Not being much of a reader of poetry, I have no profound insights into The House of Orchids. I think he really liked orchids. My literal-minded reading of the poem has him walking through a greenhouse and tripping out on the various flower forms and colors. Now that I know he was based in Northern California, I can picture a lot of cool-growing Cologenes and Miltoniopsis in the collection. I envision a harlequin Phalenopsis upon reading the line "And thou, most weird companion, thou dost seem Some mottled moth of Hell." And I think we've all seen an orchid flower "Red as Adonis' wound it seems."
At times, the poem felt like a Rush song (compare, for instance, "A ghost of fragrance whose elusive hands Touch not the hidden harp of memory" with "As a mad and immortal man, Escape these Caves of Ice, for I have dined on honeydew and drunk the Milk of Paradise.")
Other moments of the poem fell outside my ken. Like, exactly how pallid was Aphrodite's cheek? What does "Where white Astarte strays" mean? What's "Antares' light?" It's all Greek to me.

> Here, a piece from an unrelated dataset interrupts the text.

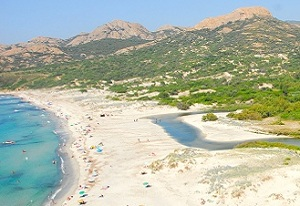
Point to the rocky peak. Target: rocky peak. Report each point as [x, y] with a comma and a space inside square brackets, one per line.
[117, 29]
[45, 40]
[239, 14]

But "The House of Orchids" has moments that will resonate with any orchid enthusiast, like:
"For mystery hath lordship here, and ye
Seem spirit-flowers born to startle man
With imitations of eternity
And hints of what the flowers of Heaven may be."
Sterling, like Nora May French before him, committed suicide by drinking cyanide. I think he might have found a reason to live had he surrounded himself with flowers, creating his own house of orchids.